CONSULTA Nº: 24/2002
PROCESSO Nº: GR02
12556/01-7
01 - DA CONSULTA
A
consulente em epígrafe formula consulta sobre o direito a aproveitar crédito do
ICMS relativamente à aquisição de gás nitrogênio líquido para uso no processo
de industrialização do pescado. O produto mencionado é utilizado como agente
congelante do pescado, aplicado através de um aparelho chamado "túnel de
congelamento". Acrescenta a
consulente:
"Cabe ressaltar ainda que o
nitrogênio líquido não faz parte do equipamento que produz a baixa temperatura,
até porque, como na descrição acima, podemos entender que neste processo
equipamento algum produz a baixa temperatura, e sim, em situação bastante
distinta, o gerador da baixa temperatura é a injeção do nitrogênio líquido,
sendo que o túnel de congelamento é apenas o meio físico onde se acondiciona o
produto (pescado) a ser industrializado durante o processo.
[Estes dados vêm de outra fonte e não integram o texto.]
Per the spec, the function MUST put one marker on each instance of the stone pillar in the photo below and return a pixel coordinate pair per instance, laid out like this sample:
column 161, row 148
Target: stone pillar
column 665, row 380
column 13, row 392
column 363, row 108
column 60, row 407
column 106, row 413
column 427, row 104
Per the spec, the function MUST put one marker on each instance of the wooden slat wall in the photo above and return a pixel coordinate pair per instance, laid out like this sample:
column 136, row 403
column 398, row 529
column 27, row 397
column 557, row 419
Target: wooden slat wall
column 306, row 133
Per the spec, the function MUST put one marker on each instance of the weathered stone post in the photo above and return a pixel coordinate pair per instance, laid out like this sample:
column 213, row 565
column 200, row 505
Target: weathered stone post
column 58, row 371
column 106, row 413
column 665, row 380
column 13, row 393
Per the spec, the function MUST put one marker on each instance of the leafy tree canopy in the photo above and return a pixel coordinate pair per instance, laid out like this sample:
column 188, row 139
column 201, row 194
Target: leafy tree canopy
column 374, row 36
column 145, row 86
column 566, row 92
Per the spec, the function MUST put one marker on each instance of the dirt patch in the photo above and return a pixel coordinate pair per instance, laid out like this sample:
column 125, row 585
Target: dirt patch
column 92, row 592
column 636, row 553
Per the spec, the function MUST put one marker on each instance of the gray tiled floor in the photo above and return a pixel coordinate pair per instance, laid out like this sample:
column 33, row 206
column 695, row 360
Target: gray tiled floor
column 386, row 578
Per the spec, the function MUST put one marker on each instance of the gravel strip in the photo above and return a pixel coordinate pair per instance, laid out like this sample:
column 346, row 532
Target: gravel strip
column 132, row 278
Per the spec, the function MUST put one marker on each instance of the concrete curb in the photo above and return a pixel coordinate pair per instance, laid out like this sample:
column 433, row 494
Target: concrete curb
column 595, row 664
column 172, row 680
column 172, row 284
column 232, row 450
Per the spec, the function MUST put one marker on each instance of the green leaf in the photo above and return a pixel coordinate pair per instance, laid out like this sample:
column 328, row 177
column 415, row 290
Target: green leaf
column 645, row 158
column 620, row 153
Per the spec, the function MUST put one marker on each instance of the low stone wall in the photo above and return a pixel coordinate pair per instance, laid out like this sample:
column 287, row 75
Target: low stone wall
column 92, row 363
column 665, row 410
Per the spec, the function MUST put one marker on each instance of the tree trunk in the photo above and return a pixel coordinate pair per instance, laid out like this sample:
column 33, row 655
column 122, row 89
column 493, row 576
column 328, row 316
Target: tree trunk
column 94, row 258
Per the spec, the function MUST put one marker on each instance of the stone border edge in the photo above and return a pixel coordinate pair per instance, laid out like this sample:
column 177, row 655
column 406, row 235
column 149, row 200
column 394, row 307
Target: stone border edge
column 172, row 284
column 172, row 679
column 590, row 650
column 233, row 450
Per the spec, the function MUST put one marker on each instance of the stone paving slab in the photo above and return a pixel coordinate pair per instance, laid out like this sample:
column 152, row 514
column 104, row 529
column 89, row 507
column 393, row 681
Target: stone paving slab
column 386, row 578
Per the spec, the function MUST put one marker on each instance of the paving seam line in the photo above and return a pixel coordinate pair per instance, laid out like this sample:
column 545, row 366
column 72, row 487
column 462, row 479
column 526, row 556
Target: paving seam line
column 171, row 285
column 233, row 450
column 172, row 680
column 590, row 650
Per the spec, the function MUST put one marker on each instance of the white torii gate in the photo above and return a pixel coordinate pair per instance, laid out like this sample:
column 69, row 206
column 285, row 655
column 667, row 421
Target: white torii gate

Outra
característica que deve ser levada em conta é o fato de não haver reciclo do
nitrogênio líquido, sendo necessário a cada nova operação de congelamento a
utilização de novas quantidades."
02 - LEGISLAÇÃO APLICÁVEL
Constituição Federal, art. 155, §
2°, I e II;
Lei Complementar n° 87, de 13 de
setembro de 1996, arts. 19, 20, § 3°, e 21, II e III;
Lei n° 10.297, de 26 de dezembro
de 1996, arts. 21 a 30;
RICMS-SC, aprovado pelo Decreto
n° 2.870, de 27 de agosto de 2001, arts. 28 a 36.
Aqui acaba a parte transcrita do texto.